Gpu optimizer write deployment replica suggestion and autoscaler go through the calculation again
🚀 Feature Description and Motivation
metricsSources:
- endpoint: gpu-optimizer.aibrix-system.svc.cluster.local:8080
path: /metrics/aibrix-system/simulator-llama2-7b-a100
metric: "vllm:deployment_replicas"
targetValue: "1"
In heterogeneous story, gpu_optimizer expose an endpoint /metrics/${namespace}/${scale_target_name}. Seem here're some issues, we used to fetch metrics from pods and run through some calculation to get a desired replica. Here, due to the current component design, gpu_optimizer returns a value that autoscaler should adopt. but this would be a different workflow comparing to traditional metrics. The autoscaler will calculate the values and compare with targetValue to come up a new value.
Let's double check the logics here.
Use Case
No response
Proposed Solution
No response
In podautoscaler settings. The targetValue is set to "1". So KPA will scale in times of integer the gpu_optimzer suggests. However, we currently depend on the KPA algorithm to stabilize the changes. I think scaling out is ok. Scaling in, however, sometimes too reservative. We can create a new policy to customize the behavior.

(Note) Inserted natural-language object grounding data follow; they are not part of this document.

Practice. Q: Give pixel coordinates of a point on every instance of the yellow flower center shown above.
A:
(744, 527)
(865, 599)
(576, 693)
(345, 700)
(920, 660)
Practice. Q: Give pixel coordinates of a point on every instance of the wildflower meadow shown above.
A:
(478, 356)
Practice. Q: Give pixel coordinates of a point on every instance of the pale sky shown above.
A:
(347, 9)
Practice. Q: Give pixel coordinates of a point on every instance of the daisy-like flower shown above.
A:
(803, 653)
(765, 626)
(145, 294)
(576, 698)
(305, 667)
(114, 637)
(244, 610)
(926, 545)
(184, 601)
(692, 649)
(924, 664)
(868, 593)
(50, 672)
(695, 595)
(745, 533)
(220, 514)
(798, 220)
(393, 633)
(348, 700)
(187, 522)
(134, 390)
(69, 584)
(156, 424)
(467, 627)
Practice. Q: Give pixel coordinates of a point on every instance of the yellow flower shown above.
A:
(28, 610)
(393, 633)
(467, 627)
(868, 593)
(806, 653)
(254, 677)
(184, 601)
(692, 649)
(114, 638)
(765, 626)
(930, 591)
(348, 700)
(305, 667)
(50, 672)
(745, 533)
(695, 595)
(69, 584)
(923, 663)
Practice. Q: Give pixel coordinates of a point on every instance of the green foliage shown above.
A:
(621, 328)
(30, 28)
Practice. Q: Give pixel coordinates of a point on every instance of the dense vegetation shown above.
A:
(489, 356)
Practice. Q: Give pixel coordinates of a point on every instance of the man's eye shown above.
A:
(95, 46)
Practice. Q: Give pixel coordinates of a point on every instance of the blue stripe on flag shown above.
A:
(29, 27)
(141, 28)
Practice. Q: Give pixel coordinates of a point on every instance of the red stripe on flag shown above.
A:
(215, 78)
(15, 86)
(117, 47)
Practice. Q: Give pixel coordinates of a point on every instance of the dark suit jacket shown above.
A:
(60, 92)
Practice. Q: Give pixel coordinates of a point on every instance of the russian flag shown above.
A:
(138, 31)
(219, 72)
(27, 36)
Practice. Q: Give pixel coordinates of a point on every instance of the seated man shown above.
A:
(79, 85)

@Jeffwan How to understand this would be a different workflow comparing to traditional metrics.?
Does gpu_optimizer have the same input and output as other PA? i.e, does it pass metrics and return a scalar replica?
@kr11 yes, the gpu_optimizer exposes an endpoint and the returned metrics is like vllm:deployment_replicas =1. My point was we used to transform a metric to deployment replicas. but now, it accepts the replica directly, then targetValue would be always 1. this could be a design issue on the external metric source. If we do not scrape metrics from pods but from external service, the aggregation logic would be changed. that's the "different workflow"
@zhangjyr @nwangfw what's the status of this issue?